Kaldi presented the berries to the Abbot and related their miraculous effect. With ever an open mind to something new, the Abbot pronounced the berries and their effect as "devil’s work!" and hurled them into the fire. The aroma of roasting beans caused the Abbott, nothing if not pragmatic, to rescue the burning beans and crush them to extinguish the embers. In a novel method of preservation, he placed the burnt, crushed beans in a jar and covered them with hot water. The resulting coffee kept the monks awake during their nightly prayers.

Other accounts have coffee discovered in Yemen’s port city of Al-Mokha (Mocha, Moka, etc.), or on a nearby mountain, from where it spread throughout the Muslim world and, some 600 years later, finally arrived in Venice (or Genoa) and spread throughout Europe.
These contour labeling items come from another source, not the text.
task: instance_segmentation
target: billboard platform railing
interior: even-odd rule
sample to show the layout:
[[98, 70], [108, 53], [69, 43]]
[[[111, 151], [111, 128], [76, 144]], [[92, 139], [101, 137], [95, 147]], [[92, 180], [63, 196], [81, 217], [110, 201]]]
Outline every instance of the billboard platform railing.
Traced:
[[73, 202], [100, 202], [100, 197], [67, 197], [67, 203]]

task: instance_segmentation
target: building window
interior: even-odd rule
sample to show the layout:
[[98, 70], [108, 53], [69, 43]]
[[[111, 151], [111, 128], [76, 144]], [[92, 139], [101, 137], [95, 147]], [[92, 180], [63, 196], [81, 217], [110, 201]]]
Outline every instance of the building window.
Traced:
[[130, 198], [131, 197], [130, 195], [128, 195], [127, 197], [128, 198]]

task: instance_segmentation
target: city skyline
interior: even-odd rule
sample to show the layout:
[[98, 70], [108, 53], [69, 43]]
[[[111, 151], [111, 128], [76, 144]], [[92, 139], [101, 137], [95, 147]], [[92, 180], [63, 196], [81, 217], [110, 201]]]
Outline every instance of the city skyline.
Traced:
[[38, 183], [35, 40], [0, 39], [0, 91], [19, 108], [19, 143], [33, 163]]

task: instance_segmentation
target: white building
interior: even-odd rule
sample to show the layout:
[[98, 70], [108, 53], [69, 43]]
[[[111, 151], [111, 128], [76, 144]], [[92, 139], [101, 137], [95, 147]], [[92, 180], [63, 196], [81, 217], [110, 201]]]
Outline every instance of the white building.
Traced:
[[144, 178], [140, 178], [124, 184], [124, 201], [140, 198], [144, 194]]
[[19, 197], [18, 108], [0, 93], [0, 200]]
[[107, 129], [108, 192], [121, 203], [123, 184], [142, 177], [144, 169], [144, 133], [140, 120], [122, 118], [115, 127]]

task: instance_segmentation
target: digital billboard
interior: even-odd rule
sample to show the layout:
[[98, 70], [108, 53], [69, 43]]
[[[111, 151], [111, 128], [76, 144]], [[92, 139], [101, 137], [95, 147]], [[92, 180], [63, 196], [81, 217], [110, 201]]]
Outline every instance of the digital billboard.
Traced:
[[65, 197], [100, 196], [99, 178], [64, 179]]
Other accounts have coffee beans transported by Sudanese captives, who mixed crushed coffee beans with fruit and ghee, or animal fat, to sustain them on the long sea voyage to Arab slave markets.

Many other details are added to the above stories but, since the first written records about coffee date from eight centuries after Kaldi, it is difficult to separate fact from fiction – and unnecessary. It is enough to enjoy what we have and help others enjoy it as well.

For those who want to dig deeper into the origins of coffee, two websites will provide interesting reading.

The Origins & a Brief History of Coffee is a short, scholarly account of the spread of coffee and, among other things, debunks the myth, which persisted until the 1960s, that coffee originated in Arabia.

The National Coffee Association (https://www.ncausa.org/About-Coffee/History-of-Coffee) relates the Kaldi legend and also describes coffee’s spread throughout Europe and subsequent journey to the New World. Coffee replaced tea after the Boston Tea Party as the main drink of the European settlers.